Jacques Soisson (February 1928, in Paris – 2012) was a French artist as well as a child and adolescent psychotherapist. He painted in the manner of Art Brut.

== Life ==
Soisson studied at the École des Beaux-Arts de Toulouse and continued at the École des Beaux-arts de Montpellier.

Commencing in 1966 to work as a child and adolescent psychotherapist he made some attempts to art therapy. This turned out so well that from then on he originated the "Atelier d’art-thérapie". All painted works by the patients during this therapy were collected and donated to the Museum of Hospice St. Roch in Issoudun.
Further he collaborated with the "Institut Édouard Claparède de Neuilly-sur-Seine"

One year later, in 1969 Soisson joined the Société d’Art Brut, having been founded by Jean Dubuffet. It ensued an acquaintance between both.

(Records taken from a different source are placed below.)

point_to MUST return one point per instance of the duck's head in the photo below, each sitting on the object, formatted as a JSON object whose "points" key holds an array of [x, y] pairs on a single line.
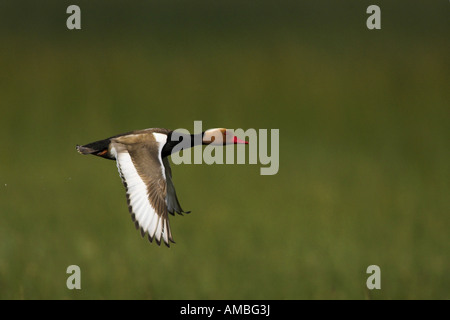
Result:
{"points": [[220, 137]]}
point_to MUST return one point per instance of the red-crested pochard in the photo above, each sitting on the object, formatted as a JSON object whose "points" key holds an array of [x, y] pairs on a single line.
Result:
{"points": [[141, 158]]}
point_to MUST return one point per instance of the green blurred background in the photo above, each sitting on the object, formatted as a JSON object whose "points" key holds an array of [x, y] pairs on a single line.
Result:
{"points": [[364, 148]]}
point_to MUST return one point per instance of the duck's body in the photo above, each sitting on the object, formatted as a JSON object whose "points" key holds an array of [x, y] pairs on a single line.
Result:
{"points": [[141, 158]]}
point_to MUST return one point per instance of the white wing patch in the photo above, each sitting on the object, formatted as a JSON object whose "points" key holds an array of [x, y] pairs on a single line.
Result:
{"points": [[144, 213]]}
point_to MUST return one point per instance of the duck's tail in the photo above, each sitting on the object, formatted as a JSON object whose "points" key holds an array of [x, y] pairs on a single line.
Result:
{"points": [[98, 148]]}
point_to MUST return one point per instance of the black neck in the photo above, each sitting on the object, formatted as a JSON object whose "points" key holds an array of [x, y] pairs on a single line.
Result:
{"points": [[186, 141]]}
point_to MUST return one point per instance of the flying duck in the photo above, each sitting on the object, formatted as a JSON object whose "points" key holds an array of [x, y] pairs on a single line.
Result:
{"points": [[141, 158]]}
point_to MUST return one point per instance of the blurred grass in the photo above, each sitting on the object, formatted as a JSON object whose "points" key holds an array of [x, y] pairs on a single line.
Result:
{"points": [[364, 150]]}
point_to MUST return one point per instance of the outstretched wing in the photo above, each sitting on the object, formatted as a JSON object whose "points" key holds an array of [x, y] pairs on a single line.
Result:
{"points": [[143, 175], [173, 205]]}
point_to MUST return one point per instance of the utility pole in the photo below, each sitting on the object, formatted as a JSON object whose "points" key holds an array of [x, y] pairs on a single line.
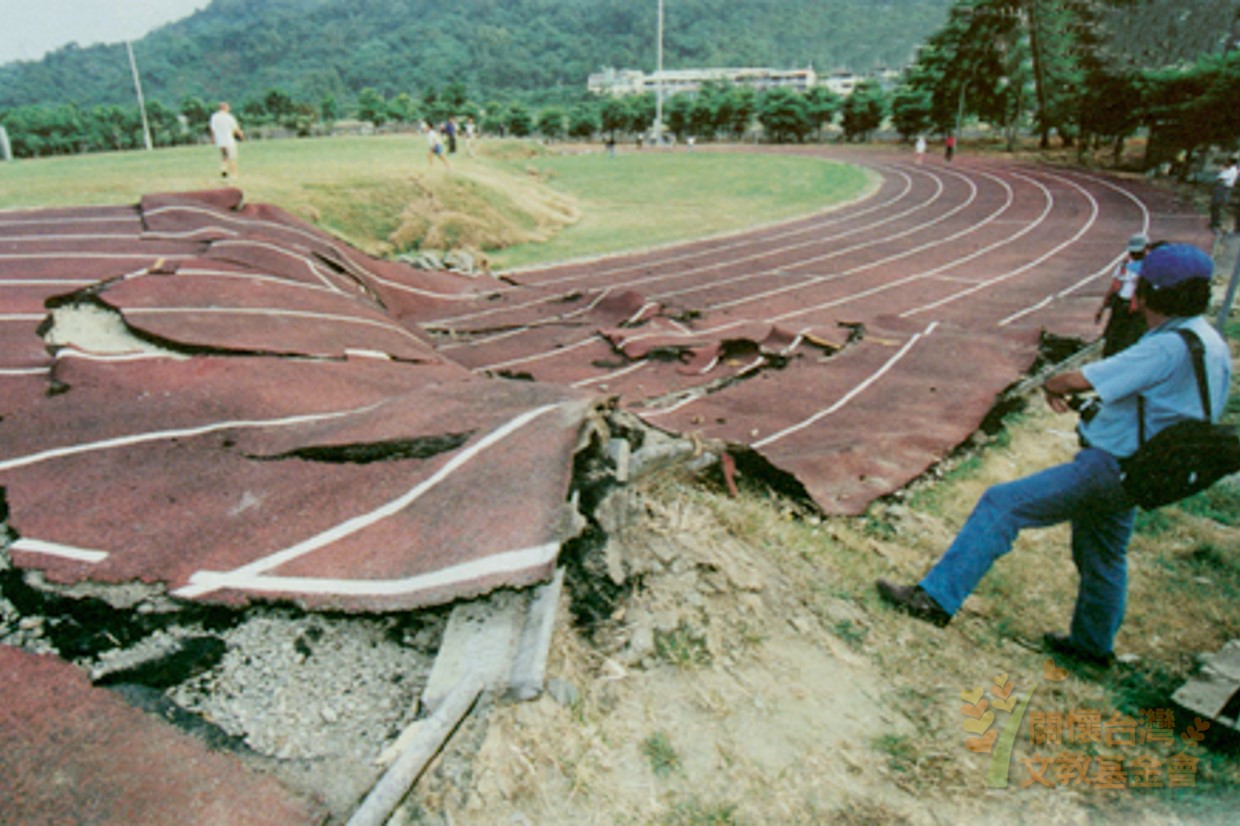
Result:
{"points": [[138, 87], [659, 79]]}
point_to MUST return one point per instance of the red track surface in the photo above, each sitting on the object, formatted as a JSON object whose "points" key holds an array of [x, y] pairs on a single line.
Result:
{"points": [[949, 273], [851, 349]]}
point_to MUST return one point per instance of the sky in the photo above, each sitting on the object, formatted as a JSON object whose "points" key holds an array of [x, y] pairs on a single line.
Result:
{"points": [[30, 29]]}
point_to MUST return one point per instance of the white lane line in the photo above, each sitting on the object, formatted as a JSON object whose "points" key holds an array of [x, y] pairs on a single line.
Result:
{"points": [[543, 323], [241, 221], [203, 582], [318, 239], [83, 236], [132, 355], [538, 356], [268, 313], [615, 373], [96, 256], [47, 282], [972, 196], [129, 218], [56, 550], [280, 251], [1105, 270], [853, 297], [500, 563], [997, 279], [851, 395], [176, 433]]}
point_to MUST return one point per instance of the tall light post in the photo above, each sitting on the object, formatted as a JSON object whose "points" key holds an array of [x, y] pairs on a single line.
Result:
{"points": [[659, 79], [138, 88]]}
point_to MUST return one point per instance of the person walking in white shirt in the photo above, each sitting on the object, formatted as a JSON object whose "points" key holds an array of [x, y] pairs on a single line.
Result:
{"points": [[226, 132], [1223, 187]]}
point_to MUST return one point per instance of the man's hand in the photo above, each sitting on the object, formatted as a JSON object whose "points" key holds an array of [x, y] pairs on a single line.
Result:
{"points": [[1059, 387], [1058, 402]]}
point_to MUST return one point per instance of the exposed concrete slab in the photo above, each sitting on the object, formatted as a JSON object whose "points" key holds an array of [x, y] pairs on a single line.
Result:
{"points": [[502, 639], [1214, 692]]}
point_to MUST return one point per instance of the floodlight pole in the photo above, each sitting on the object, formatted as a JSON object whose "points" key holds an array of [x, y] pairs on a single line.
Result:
{"points": [[138, 87], [1225, 310], [659, 79]]}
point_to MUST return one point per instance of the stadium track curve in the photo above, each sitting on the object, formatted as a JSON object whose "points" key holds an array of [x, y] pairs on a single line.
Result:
{"points": [[852, 347]]}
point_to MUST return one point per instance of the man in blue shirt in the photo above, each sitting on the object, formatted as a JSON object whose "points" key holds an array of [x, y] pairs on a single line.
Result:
{"points": [[1172, 293]]}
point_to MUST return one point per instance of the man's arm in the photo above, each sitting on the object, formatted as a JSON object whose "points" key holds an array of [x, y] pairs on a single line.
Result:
{"points": [[1060, 386]]}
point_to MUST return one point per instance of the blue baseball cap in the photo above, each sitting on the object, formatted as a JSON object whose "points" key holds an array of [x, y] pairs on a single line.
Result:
{"points": [[1171, 264]]}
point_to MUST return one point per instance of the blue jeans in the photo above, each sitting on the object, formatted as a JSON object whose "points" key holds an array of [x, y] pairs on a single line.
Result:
{"points": [[1086, 492]]}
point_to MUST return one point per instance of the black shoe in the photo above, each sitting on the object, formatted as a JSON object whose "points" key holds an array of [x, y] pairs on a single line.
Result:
{"points": [[913, 602], [1060, 644]]}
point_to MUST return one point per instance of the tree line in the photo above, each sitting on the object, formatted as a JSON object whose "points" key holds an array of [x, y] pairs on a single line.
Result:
{"points": [[1088, 73]]}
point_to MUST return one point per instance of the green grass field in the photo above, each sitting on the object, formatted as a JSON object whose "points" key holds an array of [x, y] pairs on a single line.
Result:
{"points": [[520, 201]]}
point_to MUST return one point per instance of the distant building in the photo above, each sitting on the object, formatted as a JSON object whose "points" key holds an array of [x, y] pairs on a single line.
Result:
{"points": [[625, 82]]}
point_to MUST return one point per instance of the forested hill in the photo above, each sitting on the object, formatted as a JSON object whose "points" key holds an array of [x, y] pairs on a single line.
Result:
{"points": [[528, 48]]}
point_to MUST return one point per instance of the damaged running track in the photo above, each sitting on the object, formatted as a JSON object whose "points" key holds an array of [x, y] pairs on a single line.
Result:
{"points": [[269, 416], [851, 349], [270, 429], [294, 421]]}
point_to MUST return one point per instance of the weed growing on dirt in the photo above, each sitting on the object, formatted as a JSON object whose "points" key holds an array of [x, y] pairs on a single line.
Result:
{"points": [[695, 812], [659, 752], [682, 646]]}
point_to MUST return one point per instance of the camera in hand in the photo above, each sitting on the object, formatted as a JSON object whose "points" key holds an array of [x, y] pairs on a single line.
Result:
{"points": [[1086, 406]]}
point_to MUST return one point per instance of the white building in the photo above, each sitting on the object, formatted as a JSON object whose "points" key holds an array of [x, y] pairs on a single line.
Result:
{"points": [[624, 82]]}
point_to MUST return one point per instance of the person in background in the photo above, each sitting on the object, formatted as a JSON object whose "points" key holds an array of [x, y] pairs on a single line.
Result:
{"points": [[226, 132], [1088, 492], [434, 145], [1125, 324], [1224, 186]]}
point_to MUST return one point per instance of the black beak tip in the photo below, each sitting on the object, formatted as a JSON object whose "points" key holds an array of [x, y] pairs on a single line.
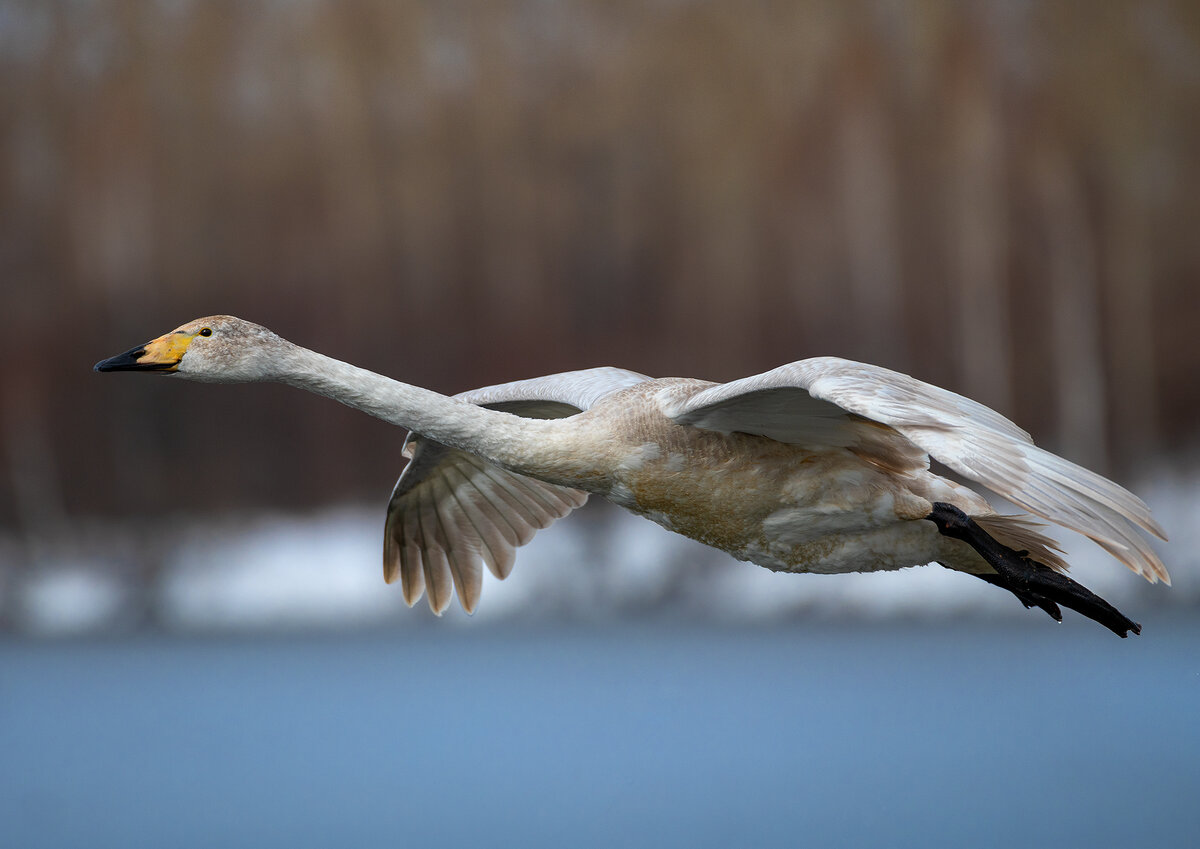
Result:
{"points": [[123, 362]]}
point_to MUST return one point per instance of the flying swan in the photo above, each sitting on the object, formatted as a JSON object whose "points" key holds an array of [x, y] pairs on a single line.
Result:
{"points": [[820, 465]]}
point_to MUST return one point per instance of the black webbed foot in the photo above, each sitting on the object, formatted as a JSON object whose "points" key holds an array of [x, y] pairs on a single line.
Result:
{"points": [[1033, 584]]}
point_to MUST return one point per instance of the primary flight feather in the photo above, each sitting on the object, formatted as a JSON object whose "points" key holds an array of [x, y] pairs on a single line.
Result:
{"points": [[820, 465]]}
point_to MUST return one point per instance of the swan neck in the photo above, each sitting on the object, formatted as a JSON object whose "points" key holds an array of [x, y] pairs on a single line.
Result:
{"points": [[510, 441]]}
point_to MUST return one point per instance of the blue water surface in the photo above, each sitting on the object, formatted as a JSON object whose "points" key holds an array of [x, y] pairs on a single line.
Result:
{"points": [[634, 735]]}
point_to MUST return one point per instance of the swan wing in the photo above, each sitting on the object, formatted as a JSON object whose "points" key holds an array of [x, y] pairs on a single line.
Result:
{"points": [[453, 511], [833, 402]]}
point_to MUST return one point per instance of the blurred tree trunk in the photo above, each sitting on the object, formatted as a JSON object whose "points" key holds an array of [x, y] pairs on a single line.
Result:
{"points": [[1079, 389], [977, 234]]}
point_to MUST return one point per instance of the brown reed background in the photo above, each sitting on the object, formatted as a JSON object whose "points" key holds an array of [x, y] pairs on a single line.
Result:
{"points": [[997, 197]]}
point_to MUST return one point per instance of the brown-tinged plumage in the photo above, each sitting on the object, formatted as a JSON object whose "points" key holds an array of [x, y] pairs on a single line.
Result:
{"points": [[820, 465]]}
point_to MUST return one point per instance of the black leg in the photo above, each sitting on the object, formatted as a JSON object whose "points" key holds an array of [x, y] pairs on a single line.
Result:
{"points": [[1033, 584]]}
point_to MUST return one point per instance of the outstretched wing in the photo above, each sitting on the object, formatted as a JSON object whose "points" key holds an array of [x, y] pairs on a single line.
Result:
{"points": [[453, 511], [825, 401]]}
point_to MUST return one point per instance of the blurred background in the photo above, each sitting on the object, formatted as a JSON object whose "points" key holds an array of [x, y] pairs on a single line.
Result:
{"points": [[997, 197]]}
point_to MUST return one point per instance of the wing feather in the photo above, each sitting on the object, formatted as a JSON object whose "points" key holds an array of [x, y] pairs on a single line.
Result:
{"points": [[819, 401], [451, 510]]}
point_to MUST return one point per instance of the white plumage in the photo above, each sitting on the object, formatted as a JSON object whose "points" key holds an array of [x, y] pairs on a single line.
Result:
{"points": [[819, 465]]}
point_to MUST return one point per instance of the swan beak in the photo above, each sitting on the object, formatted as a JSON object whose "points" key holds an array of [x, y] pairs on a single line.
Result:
{"points": [[160, 355]]}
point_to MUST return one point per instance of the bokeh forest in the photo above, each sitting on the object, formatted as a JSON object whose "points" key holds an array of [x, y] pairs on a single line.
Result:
{"points": [[999, 197]]}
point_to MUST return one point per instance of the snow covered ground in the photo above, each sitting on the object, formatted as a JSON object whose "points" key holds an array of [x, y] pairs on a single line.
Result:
{"points": [[323, 571]]}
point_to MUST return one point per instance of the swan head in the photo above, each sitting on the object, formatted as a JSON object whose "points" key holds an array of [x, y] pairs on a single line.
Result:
{"points": [[220, 349]]}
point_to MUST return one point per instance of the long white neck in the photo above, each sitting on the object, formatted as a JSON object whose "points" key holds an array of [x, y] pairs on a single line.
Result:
{"points": [[510, 441]]}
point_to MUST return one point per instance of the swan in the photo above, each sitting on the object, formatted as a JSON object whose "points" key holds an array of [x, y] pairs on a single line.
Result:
{"points": [[820, 465]]}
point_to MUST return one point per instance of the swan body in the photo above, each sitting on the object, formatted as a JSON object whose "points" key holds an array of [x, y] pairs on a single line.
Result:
{"points": [[820, 465]]}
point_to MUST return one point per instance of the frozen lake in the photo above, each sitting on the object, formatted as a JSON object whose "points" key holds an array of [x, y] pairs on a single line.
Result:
{"points": [[1013, 733]]}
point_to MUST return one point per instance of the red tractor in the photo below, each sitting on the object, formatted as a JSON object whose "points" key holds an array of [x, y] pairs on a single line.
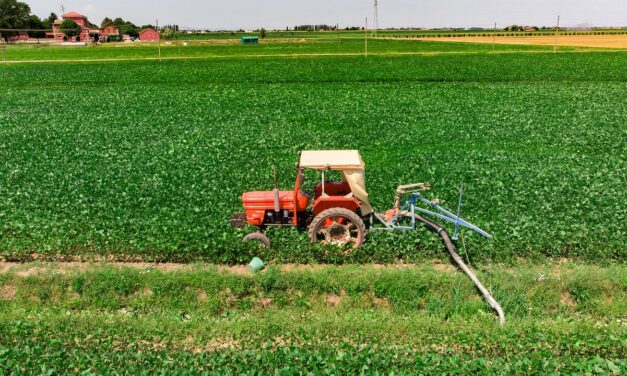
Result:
{"points": [[334, 214]]}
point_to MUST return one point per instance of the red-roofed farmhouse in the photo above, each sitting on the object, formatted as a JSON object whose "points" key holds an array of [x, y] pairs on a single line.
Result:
{"points": [[87, 34], [149, 35]]}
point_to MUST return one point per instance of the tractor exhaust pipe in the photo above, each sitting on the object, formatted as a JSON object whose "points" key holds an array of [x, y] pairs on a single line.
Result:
{"points": [[275, 191], [462, 265]]}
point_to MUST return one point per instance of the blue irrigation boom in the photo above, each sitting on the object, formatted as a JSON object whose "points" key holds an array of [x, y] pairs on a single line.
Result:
{"points": [[410, 208], [390, 221]]}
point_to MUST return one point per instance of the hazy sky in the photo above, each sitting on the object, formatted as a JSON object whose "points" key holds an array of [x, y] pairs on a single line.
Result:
{"points": [[247, 14]]}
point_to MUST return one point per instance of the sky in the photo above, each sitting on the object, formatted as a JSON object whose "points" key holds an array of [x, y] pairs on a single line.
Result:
{"points": [[251, 14]]}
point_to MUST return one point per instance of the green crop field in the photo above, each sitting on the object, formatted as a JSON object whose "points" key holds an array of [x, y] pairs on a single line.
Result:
{"points": [[145, 161], [142, 160], [204, 49]]}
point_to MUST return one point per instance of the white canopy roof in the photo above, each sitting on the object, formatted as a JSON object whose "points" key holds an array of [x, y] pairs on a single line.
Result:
{"points": [[331, 160]]}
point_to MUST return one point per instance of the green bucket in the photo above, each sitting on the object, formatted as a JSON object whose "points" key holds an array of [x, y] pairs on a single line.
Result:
{"points": [[256, 265]]}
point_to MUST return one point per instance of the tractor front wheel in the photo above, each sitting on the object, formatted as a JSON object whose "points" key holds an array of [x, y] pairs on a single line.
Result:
{"points": [[339, 227]]}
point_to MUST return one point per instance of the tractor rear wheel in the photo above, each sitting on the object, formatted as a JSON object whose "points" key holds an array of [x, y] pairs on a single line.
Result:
{"points": [[258, 237], [337, 226]]}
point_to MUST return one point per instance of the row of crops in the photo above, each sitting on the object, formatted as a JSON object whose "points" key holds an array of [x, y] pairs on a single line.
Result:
{"points": [[146, 161]]}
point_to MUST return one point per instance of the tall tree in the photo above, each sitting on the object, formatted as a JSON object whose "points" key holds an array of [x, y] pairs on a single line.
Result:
{"points": [[47, 22], [36, 27], [13, 15]]}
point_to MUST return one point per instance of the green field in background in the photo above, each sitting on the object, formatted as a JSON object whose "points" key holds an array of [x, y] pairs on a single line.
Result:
{"points": [[208, 49], [147, 160]]}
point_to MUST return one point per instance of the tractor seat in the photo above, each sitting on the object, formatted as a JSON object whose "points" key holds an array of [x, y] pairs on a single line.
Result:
{"points": [[265, 200]]}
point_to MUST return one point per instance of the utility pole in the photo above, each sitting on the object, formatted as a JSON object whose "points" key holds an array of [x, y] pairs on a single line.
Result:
{"points": [[366, 35], [158, 38], [557, 30], [178, 39], [376, 18]]}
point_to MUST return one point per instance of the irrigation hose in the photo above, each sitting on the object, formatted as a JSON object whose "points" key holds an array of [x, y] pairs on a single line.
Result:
{"points": [[451, 249]]}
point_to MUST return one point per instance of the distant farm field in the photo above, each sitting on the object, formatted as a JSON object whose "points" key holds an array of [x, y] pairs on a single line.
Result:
{"points": [[147, 160], [271, 47]]}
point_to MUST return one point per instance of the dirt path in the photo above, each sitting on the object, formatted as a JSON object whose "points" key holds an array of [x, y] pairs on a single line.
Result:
{"points": [[33, 268]]}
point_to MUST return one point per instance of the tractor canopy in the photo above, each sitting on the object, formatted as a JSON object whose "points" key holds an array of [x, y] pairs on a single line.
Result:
{"points": [[351, 165]]}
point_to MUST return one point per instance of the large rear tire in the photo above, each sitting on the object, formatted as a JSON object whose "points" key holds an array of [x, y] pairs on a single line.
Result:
{"points": [[339, 227]]}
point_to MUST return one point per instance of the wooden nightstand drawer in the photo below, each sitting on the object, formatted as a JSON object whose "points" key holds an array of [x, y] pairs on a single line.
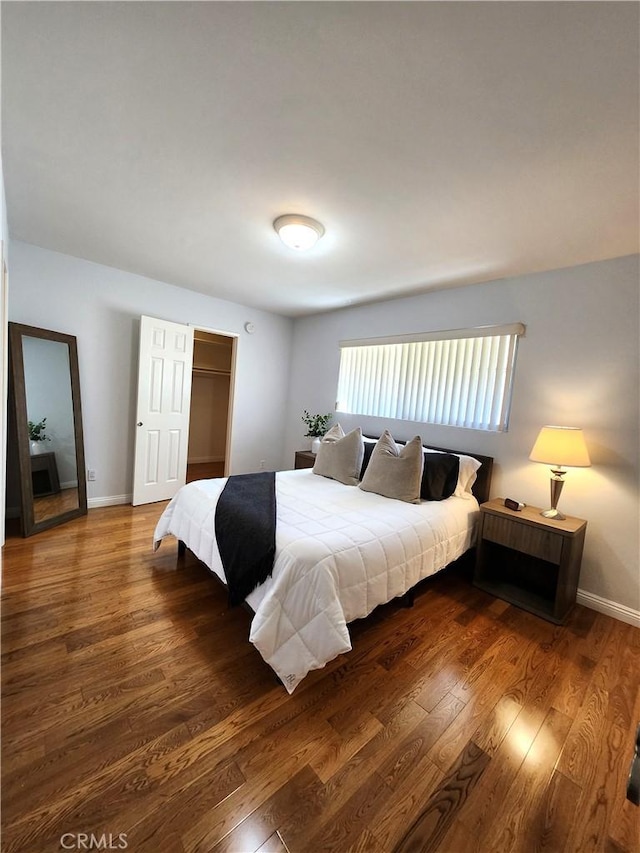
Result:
{"points": [[544, 544], [304, 459]]}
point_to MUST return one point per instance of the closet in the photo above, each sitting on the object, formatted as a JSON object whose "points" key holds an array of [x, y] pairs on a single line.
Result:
{"points": [[210, 405]]}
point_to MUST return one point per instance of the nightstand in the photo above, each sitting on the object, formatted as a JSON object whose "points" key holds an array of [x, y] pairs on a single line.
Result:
{"points": [[304, 459], [528, 560]]}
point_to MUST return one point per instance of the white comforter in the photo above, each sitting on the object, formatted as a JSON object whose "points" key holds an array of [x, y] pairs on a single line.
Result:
{"points": [[340, 552]]}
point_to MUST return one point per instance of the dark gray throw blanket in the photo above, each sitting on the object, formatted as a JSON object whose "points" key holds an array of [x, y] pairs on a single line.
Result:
{"points": [[245, 525]]}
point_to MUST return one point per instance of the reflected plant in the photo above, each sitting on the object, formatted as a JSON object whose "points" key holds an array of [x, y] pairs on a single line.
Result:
{"points": [[37, 430]]}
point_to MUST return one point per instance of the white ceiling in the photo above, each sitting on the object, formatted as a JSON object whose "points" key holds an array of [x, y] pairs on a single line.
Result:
{"points": [[440, 144]]}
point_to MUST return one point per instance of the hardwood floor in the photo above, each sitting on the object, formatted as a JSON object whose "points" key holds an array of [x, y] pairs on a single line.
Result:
{"points": [[134, 704]]}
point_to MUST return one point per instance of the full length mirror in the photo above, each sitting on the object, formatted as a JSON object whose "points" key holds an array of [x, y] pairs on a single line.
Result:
{"points": [[46, 434]]}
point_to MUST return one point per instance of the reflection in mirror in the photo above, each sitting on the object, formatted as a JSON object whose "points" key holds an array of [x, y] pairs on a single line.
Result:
{"points": [[54, 470], [48, 426]]}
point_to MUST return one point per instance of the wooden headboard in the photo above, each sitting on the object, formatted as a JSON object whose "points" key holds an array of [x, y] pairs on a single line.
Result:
{"points": [[482, 486]]}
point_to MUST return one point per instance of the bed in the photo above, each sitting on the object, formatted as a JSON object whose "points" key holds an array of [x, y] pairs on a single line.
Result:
{"points": [[340, 552]]}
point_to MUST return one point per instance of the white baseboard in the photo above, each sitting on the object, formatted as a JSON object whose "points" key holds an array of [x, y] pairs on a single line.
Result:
{"points": [[609, 608], [111, 500]]}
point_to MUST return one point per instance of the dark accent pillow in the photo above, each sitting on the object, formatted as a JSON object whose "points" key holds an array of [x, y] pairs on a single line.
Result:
{"points": [[439, 476], [368, 450]]}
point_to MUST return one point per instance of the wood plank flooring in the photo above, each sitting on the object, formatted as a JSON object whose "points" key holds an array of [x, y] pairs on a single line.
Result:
{"points": [[135, 709]]}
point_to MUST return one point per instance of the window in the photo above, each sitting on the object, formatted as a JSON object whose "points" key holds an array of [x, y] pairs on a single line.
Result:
{"points": [[459, 377]]}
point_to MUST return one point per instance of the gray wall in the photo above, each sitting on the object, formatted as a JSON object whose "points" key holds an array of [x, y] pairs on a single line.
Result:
{"points": [[102, 307], [578, 365]]}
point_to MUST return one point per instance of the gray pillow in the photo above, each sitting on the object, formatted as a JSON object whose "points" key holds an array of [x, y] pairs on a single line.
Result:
{"points": [[340, 456], [395, 473]]}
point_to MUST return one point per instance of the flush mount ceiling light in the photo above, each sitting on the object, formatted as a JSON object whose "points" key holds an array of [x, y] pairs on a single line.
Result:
{"points": [[298, 232]]}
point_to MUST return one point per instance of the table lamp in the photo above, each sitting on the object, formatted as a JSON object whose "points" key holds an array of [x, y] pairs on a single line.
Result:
{"points": [[559, 447]]}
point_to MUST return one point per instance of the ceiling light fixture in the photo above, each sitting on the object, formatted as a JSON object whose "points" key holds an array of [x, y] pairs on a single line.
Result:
{"points": [[297, 231]]}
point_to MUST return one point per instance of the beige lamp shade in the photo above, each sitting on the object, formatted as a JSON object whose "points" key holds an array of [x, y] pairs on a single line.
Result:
{"points": [[563, 447]]}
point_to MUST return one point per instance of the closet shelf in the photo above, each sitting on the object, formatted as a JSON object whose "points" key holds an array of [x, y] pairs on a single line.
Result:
{"points": [[211, 371]]}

In 1978 Jacques Soisson gave up his profession and dedicated to painting, animated by Dubuffet.
He lived and painted in Paris.

== Public Collection ==
- Boca Raton Museum of Art, Florida

== Publications by Soisson ==
- „Dare dare: un livre d'art ou le coeur a l'ouvrage“, Acayoulge, 1990
- „As-tu connu Machu Picchu?“, Nidra Poller and Jacques Soisson, Messidor/La Farandole, 1984
- „Le cœur au repos“, Jacques Berne and Jacques Soisson, Chez Michel Bon, imprimeur taille-doucier, 1980
- „Le sacré corps“, ed. Joseph Delteil, B. Grasset, 1976, p. 202 ff.